"As a horticulturist he saw many challenges here -- intense and unveiled sunlight, a semi-arid climate, vast open spaces spread to a wide horizon or rising to the great barrier of high mountains. What plants or trees might frow here other than the familiar cottonwood or alder at the streamside? Could the beauty of the native flora be brought into city gardens? " (from Anna R. Garrey, "The Idea Precedes the Accomplishment.")

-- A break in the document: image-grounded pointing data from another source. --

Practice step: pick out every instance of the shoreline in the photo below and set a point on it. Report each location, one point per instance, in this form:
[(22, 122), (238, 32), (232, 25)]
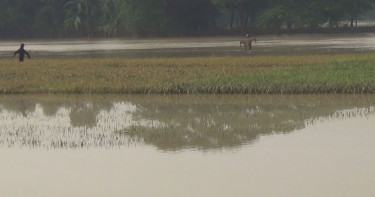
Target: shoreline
[(305, 74)]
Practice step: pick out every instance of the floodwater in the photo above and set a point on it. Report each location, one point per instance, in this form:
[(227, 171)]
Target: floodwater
[(192, 47), (181, 145)]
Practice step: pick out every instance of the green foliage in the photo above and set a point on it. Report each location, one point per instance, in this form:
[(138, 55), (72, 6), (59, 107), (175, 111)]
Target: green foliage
[(108, 18), (299, 74)]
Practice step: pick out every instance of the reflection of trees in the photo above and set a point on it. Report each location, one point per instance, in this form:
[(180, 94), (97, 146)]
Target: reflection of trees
[(83, 111), (21, 106), (179, 122), (228, 123)]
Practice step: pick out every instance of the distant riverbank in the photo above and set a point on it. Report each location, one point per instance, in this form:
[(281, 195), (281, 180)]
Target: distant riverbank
[(346, 73)]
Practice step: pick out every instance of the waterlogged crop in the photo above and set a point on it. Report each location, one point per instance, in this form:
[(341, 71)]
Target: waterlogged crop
[(214, 75)]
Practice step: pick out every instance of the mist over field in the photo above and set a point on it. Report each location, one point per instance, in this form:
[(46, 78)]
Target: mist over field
[(154, 18)]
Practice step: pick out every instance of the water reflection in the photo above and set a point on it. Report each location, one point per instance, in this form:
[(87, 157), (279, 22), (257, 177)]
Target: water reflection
[(167, 122), (192, 47)]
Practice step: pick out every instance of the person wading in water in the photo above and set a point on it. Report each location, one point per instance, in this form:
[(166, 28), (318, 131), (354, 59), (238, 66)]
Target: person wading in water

As DeBoer himself stated in his autobiography, he joined the Colorado State Forestry Association in an effort to make his quest for a botanic gardens in Denver a reality. As Mr. DeBoer expressed it, he was "so full of the need for a botanic garden he shared his enthusiasm with whomever would listen." The president of the Association for many years, Wm. E. Byers, editor and owner of the Rocky Mountain News, conducted his own experiments with trees, introducting 35 varieties on his home grounds, now Byers Junion High School. Also members of the Association were Walter Cheesman and Henry M. Porter. Their determined daughters, Mrs John Evans and Mrs. James Waring, were critically important in bringing DeBoer's vision of a botanic garden into being.
In 1941, the Association introduced a resolution that a botanic garden be established in Denver to test various tree, shrub and herb species from various climatic zones from the eastern prairie zone to Alpine timberlands. In the "Green Thumb," the Association's publication, Mr. DeBoer wrote in an article entitled "The Colorado Landscape" the following:
"It does seem,however, that in this Rocky Mountain land a type of plant life has found a home which is sturdy enought to withstand the chills and winter and the wither of drouth. . .."
In 1957, the Colorado Forestry and Horticulture Association (the precursor to the Denver Botanic Gardens Foundation) presented Mr. DeBoer with their "Award of Merit" stating, in part:
"You have complemented and enlarged the use of our magnificent native plant material by the addition of hundreds of new species from far afield, but suited to our unusual climate."
The term "xeriscaping" was not actually coined until 1980's when the concept was introduced and trademarked by the Denver Water Board, an organization dedicated to water conservation. But DeBoer acted on the same principles of conservation of water and natural resources when he helped plant the Denver we take pride in today.